これは試してみる価値があると、江利子は考える。
「――ごきげんよう、江利子さま」
丁度良くそこに姿を見せたのは志摩子である。
「タイミングいいわね、志摩子。ちょっとこっちきて」
「はい? なんでしょうか」
素直に江利子の方までやってくる志摩子。
「ここに座って」
「…………はい?」
「ここに座って」
「…………」
江利子が指差しているのは、自分の膝である。
「あの……それは一体どうゆう…………」
困惑の様相をみせる志摩子であったが、江利子は構わずに同じことを三度口にして、よくわからないながらも志摩子も従おうとする。
「それでは、失礼します……」
先輩の上に座るなんてと思いつつ、先輩の言うことに逆らうことも出来ず、そろそろと江利子の膝の上にお尻を乗せる志摩子。

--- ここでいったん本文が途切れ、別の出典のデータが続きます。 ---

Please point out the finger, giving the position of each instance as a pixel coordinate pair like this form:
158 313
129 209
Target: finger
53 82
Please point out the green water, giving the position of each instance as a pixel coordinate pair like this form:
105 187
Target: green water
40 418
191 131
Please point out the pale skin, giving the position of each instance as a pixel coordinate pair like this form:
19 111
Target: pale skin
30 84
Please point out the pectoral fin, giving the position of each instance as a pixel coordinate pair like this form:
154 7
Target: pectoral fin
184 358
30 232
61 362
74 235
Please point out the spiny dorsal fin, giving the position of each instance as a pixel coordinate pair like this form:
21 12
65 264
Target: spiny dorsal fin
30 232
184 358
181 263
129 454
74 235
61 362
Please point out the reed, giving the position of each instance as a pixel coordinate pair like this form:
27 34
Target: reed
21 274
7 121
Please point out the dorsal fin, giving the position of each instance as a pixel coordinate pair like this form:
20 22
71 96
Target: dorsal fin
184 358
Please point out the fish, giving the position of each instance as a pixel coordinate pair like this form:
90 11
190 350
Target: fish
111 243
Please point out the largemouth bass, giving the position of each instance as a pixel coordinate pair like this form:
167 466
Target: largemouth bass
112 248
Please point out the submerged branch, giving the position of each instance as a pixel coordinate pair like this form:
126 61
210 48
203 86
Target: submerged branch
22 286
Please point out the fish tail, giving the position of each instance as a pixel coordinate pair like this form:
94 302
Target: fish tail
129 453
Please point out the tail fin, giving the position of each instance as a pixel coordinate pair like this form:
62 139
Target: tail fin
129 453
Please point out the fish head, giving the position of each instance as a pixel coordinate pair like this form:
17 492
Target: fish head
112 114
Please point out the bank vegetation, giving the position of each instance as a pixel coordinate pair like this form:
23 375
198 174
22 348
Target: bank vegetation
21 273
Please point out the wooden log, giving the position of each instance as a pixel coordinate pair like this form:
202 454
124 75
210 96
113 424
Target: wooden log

「おお……でも、やっぱりこれだけじゃ物足りないわね」
「あの、江利子さま、一体何がしたいのでしょうか?」
「となると、ブランケットをこうして……」
「あ……」
志摩子を無視し、江利子はブランケットを肩からかけると、志摩子の体も包み込むようにして体を覆った。
「うん、これなら暖かいわね」
「はあ……」
「ちょーっと、志摩子が想定以上に重いけれど」
「江利子さま?」
「痛い痛い、冗談よ、つねらないで」
太腿をつねられて悲鳴をあげる江利子。
「あの~江利子さま」
「何?」
「恥ずかしいんですけれど……」
「別に誰もいないじゃない」
「そ、それは、今はそうですけれど……」
江利子の太腿の上で落ち着かない様子を見せる志摩子。
逃げたいところだが、背後から江利子にしっかり腕を回されて抱きしめられているので、逃げることもかなわない。

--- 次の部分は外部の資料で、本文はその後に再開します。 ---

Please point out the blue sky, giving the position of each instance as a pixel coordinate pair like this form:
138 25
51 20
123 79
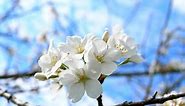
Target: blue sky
140 18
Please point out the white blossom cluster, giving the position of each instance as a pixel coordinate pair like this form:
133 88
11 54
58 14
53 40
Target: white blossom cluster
78 63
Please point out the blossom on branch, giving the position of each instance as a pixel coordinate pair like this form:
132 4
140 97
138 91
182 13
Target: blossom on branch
78 64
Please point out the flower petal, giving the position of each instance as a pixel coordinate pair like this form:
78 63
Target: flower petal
108 67
67 79
93 88
76 92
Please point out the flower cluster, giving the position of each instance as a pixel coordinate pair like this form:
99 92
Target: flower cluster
174 102
79 63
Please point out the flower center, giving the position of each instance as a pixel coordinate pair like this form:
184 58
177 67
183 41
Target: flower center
83 78
100 58
121 48
54 60
80 49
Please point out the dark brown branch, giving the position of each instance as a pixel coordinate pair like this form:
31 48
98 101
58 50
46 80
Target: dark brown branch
153 100
11 98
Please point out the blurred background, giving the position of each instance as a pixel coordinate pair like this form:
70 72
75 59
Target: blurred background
158 27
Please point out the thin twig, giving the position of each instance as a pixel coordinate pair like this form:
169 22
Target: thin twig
153 100
12 98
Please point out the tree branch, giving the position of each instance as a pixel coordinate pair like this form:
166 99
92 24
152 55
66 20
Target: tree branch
153 100
18 75
13 99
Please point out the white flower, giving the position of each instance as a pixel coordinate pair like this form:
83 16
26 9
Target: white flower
124 45
81 80
75 45
100 58
50 63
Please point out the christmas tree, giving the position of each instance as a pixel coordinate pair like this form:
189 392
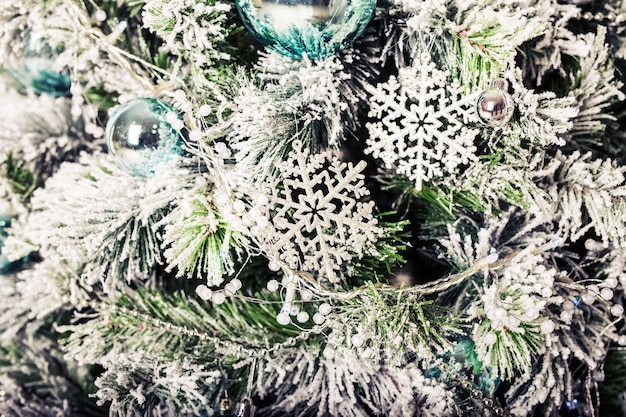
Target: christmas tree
312 208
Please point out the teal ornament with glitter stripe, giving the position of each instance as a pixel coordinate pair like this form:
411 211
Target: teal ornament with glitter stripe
144 133
7 266
36 71
312 28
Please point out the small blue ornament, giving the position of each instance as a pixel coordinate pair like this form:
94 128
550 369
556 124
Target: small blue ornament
34 70
143 133
317 28
6 266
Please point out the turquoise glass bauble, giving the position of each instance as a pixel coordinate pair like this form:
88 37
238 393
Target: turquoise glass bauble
35 69
140 135
315 28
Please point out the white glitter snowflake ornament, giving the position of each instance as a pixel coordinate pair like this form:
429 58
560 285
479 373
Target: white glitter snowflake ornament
424 123
318 222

そうこうしているうちに、入口の扉が開いて他のメンバーが姿を見せた。
「ごきげんよ――」
「あれ、何してんの志摩子?」
挨拶しかけて止まってしまったのは祐巳で、その後ろから入ってきた聖は志摩子を見て軽く目を見開く。
「あ、お、お姉さまっ。ゆ、祐巳さん」
目撃されてますます頬を赤くする志摩子だが、江利子は逃がさない。
「ああ、聖。志摩子、借りてるわよ」
「借りるって、だから何しているの」
「ほら、この前、聖が祐巳ちゃんに抱きついて暖かくて気持ち良いって言っていたじゃない。だから」
「それで志摩子で暖をとっているの? まあ、志摩子が嫌じゃなければ別に構わないけどね。そうだ祐巳ちゃん、それじゃああたし達も」
「嫌です、お断りします」
「そんな、まだ何も言ってないのにつれない~」
姉である聖からも許可を貰ったので、江利子としてはご満悦である。一方の志摩子は、姉と友人に見られてなんともバツが悪いがどうしようもない。
やがて蓉子と令、そして由乃もやってきて、皆が珍しそうに二人のことを見つめてくるので志摩子としては消え入りたい気分だった。
「幸い今日は急ぎの仕事もないからいいけれど……」
訝しげな視線を向けてくる蓉子。志摩子としては蓉子に一縷の望みを託していたのだが、それもあえなく潰えてしまった。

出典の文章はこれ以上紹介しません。